You know the rest, Kyle Brodziak gave, and he took away, giving up a miserable turnover that put the Avalanche back in the game, and the Wild failed to capitalize on three minutes of an empty net, and Paul Stastny scored with 13.4 seconds remaining, and went on to score the overtime goal.
There were a lot of things that I would love to talk about. Charlie Coyle was fantastic throughout the game. Erik Haula managed to score even without having a skilled linemate to his name. The penalty kill left Colorado 0-4 on the power play. The Wild sustained pressure against the Avs for long stretches, and looked at one point to be cruising to a 1-0 series lead.
But when your season could be over in 3 games, all of that goes out the window. The Wild needed to take advantage of a 2 goal lead.
Holding on to a lead here would have put the Minnesota Wild up 1-0 in the series. A 1-0 lead means that the series may already be over. 68.6% of the teams that win in Game 1 go on to win the series. And for a road team like the Minnesota Wild? That means that all you have to do is win out at home to secure a victory in the series.

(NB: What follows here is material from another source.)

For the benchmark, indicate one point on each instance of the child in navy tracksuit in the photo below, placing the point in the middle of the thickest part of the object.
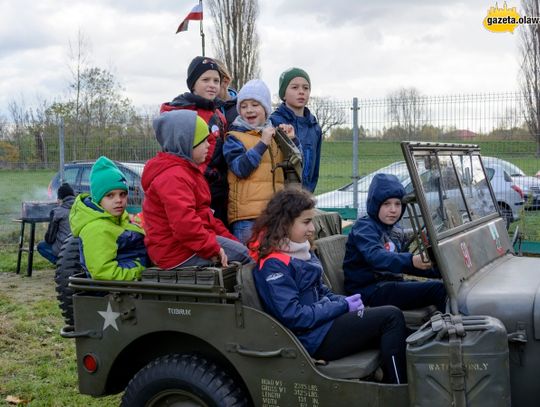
(288, 277)
(374, 261)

Is that not a big enough opportunity for you? Consider the Colorado Avalanche will, at some point in this series, get Matt Duchene back from injury. Duchene is one of the most dynamic offensive players on the Avalanche, as well as their best fancy-stats players. The Minnesota Wild need to get a commanding lead on the Avalanche in this series before Duchene returns. Or better yet, eliminate them before that point. Anything else, and the Wild are playing with fire.
So, where do the Wild go from here? They have another game tomorrow, and a win then does a lot of things that a win would have done last night: It still takes a road game from the Avs and allows the Wild to merely win out at home. It still makes it so the Wild obtain at least one victory before the return of Duchene.
And a Game 2 victory is certainly not impossible. As we saw last night, the Avalanche are a beatable team. The Wild were able to match their output offensively, and were it not for two instances of unfortunate play by Kyle Brodziak and Jared Spurgeon, would have done a good job keeping the Avs off the board. Varlamov was shaky- he even let Brodziak score on him! The meltdown wouldn't have been able to happen had Erik Johnson not snatched a Brodziak puck towards an empty net at the last second. And maybe we wouldn't have talked about any of this had Jason Pominville hit twine instead of a post in overtime. The Wild at times were able to exploit the Avalanche's weaknesses, and it's hard to say that they couldn't exploit those same weakness again.
But as much as the Avalanche have been over-achieving in terms of their advanced statistics, this is still an Avalanche team that won 52 games this season, and this team has two significant strengths in their forwards (Nathan MacKinnon was incredible tonight- and to think, he's only 18), and their goaltending. It's not a team that the Wild can afford to drop the ball when they've appeared to wrap a game up.
It's time to move on, though. Game 2 is tomorrow night, and the Wild are still 4 wins away from winning their first playoff series since 2003. The game was close, exciting, and intense, suggesting a long series, There's still plenty to look forward to.
But man, there's going to be no way the Wild can possibly lose this series, and not have everyone invested in this team dwelling on the Game 1 they gave away. Being able to point to bright spots in defeat will be irrelevant. If the Wild wish to advance to Round 2, they will have to capitalize on opportunities and translate them into actual victories.